Miracle 1 – Summer
Summer arrived on a Friday, two weeks ago, around 7H30 pm. As it usually happens here, it came suddenly, did not excuse for its long absence and immediately, with a careless gesture, took off my leggings and jacket.
An hour later I was going out for my first 2013 Brussels summer night. The Croatian Accession party at Aloft did not enjoy great attendance inside. Outside people were having cocktails, there was a barbecue and a DJ was trying to start the party with trendy disco hits. I noticed during the following days that barbecue is considered to be a great interest trigger this summer – they offer it at many outdoor places and events. Somehow however the idea of being exposed to the intense smell of grilled meat and – even more – to have it soaked in my hair and clothes is largely not appealing to me.
So I moved in the direction to the other advertised party – EuroBubble at Place Luxembourg. The square, and especially the bar where the party was taking place, was very animated with standing people having drinks and with disco music of which, again, a DJ was in charge. It was not difficult to guess that some of the people had started the party a lot earlier. The atmosphere was overall pleasant and relaxed.
At some point a special bus without doors appeared. Its roof was turned into a platform where passengers were gathering to be taken to Bruxelles les Bains to continue partying on a boat cruise till 4 am. Many of the people around joined, bought drinks inside instead of tickets and were off for a long night on the canal.
Summer has been very generous to Brussels ever since.
Miracle 2 – Spirito
Yes, I do mean Spirito Martini, the divine club, the “church for selected ones”. Those of you who follow my blog would remember that a few months ago my first attempt to enter its realm ended up with a failure. But nevertheless I kept the “I’ll be back” spirit. I did not look for another opportunity since I knew that sooner or later it will find me. And it did. The Saturday, following the first real summer night.

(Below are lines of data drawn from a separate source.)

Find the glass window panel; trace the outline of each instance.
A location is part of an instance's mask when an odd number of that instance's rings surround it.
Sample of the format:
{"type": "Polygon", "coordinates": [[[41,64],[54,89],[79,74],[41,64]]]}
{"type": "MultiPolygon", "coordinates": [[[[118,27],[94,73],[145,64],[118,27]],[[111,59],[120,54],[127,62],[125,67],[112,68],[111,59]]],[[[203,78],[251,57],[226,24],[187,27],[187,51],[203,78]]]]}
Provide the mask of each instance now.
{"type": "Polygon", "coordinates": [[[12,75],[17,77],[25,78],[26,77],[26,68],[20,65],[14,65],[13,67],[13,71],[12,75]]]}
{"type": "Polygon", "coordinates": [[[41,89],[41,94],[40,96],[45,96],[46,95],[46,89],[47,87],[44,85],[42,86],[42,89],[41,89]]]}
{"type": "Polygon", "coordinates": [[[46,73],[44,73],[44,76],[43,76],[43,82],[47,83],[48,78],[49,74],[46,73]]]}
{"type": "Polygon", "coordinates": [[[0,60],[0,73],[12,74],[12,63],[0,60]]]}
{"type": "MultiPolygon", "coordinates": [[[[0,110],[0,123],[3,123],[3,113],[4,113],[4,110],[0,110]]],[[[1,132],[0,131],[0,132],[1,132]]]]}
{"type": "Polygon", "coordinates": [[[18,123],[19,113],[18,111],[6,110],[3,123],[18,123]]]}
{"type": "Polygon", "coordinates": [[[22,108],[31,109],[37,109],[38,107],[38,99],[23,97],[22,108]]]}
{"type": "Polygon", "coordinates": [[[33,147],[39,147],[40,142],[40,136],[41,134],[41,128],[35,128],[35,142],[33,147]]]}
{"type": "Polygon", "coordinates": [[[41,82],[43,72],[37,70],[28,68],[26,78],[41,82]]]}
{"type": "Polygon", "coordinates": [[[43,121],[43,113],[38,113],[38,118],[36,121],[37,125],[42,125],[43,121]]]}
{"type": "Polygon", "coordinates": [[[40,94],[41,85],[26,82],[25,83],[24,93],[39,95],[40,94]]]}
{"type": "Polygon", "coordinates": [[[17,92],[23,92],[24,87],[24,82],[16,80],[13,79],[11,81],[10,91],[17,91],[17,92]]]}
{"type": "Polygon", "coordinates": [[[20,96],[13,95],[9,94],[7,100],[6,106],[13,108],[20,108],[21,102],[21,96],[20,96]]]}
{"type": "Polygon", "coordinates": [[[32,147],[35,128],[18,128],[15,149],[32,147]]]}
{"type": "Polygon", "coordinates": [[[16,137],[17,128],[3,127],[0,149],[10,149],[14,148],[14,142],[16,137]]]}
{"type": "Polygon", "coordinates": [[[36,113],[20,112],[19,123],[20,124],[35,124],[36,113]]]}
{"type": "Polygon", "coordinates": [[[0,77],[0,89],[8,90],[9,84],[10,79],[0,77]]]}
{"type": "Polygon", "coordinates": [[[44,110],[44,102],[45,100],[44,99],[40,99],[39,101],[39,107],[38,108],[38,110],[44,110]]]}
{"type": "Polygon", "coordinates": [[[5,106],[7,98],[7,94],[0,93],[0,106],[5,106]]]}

The Secret Nights party at Loft did not turn into a success during the couple of hours I spent there. But then the person I was with suggested for us to go to Spirito Martini where he was a regular visitor. I immediately saw my chance to slink in with an insider and didn’t need to be convinced. And even though he didn’t say anything like “Open Sezam”, the doors of the holy place were widely opened in front of us. Already at the inside door I was stopped by the doorman and asked to take off my cardigan and leave it at the dressing room. “Why?” I asked him. “These are the rules”, he said. “No problem, I will leave it. But I am just curious why”. “I don’t know. But these are the rules. You must leave it”. At this point Spirito Martini was raised in my eyes to more than just a club – it could have been a perfect setting for a Kafka’s novel as well.
And there I was.
The club looked nice but not as impressive nor as big as it appears on the photos on their website. It was not crowded either even though the dance floor was full of people. More precisely, very young girls in dresses and make up who every so often came together and took group pictures of themselves. It felt like a high school graduation party. There were also the older guys who desperately tried to look a lot younger while observing the girls with hungry eyes. There were as well those other girls who were slightly older (in their 20s) and danced in an explicitly sexual way. Not to miss the two divas in black who were hired by Spirito to dance on a little stage. Their dresses were long in its one end and short enough in the other to reveal their bikini as they were dancing. This was causing a problem to the guys attention span, now being drawn in three directions. The challenges of the night life. Each time when someone was ordering cava, the waiters were bringing flares to the whole group so the whole thing looked very celebrative. Once in a while white confetti was thrown up towards the high ceiling and then falling over the heads of the dancing folks like huge snowflakes. The club’s photographer was taking pictures all the time so that they can show their website how great fun people have there.
To sum it up: the spirit of Spirito was the one of deliberate joy, of performed celebration, of searched for (but not found) exclusiveness. As I rightly had expected I did not belong there. It was interesting however for once to experience its shallow glamour.
P.S. I did return there though last night. It was even more empty and most of the visitors were again very young, looking like secondary school graduates. Still, if you wish to see this popular club, summer seems to be the best time in terms of accessing it. The Guardian–lady is not there and they, by all means, need more visitors. And, in my opinion, more varied ones.